Generate Skill

Overview

Produces a single, ready-to-ship SKILL.md (plus optional references/, scripts/, assets/) following 2026-05 conventions distilled from Anthropic's skill-creator, the agentskills.io spec, and empirical activation research.

One skill, one job. This skill's job is the SKILL.md and its frontmatter — not docs, releases, or auxiliary files.

Core principles

The description is the product.

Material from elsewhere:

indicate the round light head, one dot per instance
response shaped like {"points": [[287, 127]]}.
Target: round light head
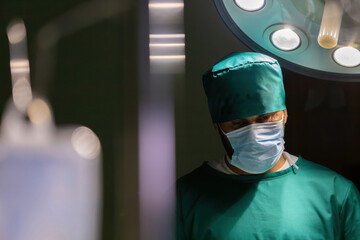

It is the only thing Claude reads to decide whether to invoke the skill. Tune it like a prompt.
Soft directive, third person. "Use this skill whenever the user…" activates reliably without the brittleness of ALL-CAPS commands.
Front-load distinctive triggers. The first ~50 chars must contain the noun phrase that makes this skill unique; listing budgets silently truncate at high skill counts.
One skill, one job. Bundling unrelated workflows is the most-cited mega-skill failure mode.
Claude is already smart. Encode only non-inferable, procedural, skill-specific knowledge. No tutorials.

Workflow

Use AskUserQuestion to ask one question at a time. Never bulk-dump the discovery questionnaire. After each phase, show the artifact and confirm before moving on.

Phase 1 — Discovery

Ask these in order, one per turn:

Skill purpose. One sentence: what job does this skill do?
Skill type. Pick one — drives the body template:
- methodology — enforces a multi-step workflow (e.g., code-review, track-session)
- technical — wraps an API, format, or tool (e.g., docx, pdf, semantic-release)
- auditing — grades or inspects an artifact (e.g., rate-skill, security-review)
- reference — domain schemas, conventions, lookup tables (e.g., bigquery)
- automation — wraps a script or external command (e.g., screenshot-local)
Trigger phrases. Collect 5+ verbatim phrases a real user would say. Push for naturalese, not jargon ("create a skill", not "scaffold skill artifact").
Negative scope. Which near-neighbor skills exist that this should not steal from? Drives the Do NOT use… clause.
Enforcement level. Suggestion, guided (checklists), or strict (verification checkpoints). Defaults: methodology=guided, technical/reference=suggestion, auditing=guided, automation=suggestion.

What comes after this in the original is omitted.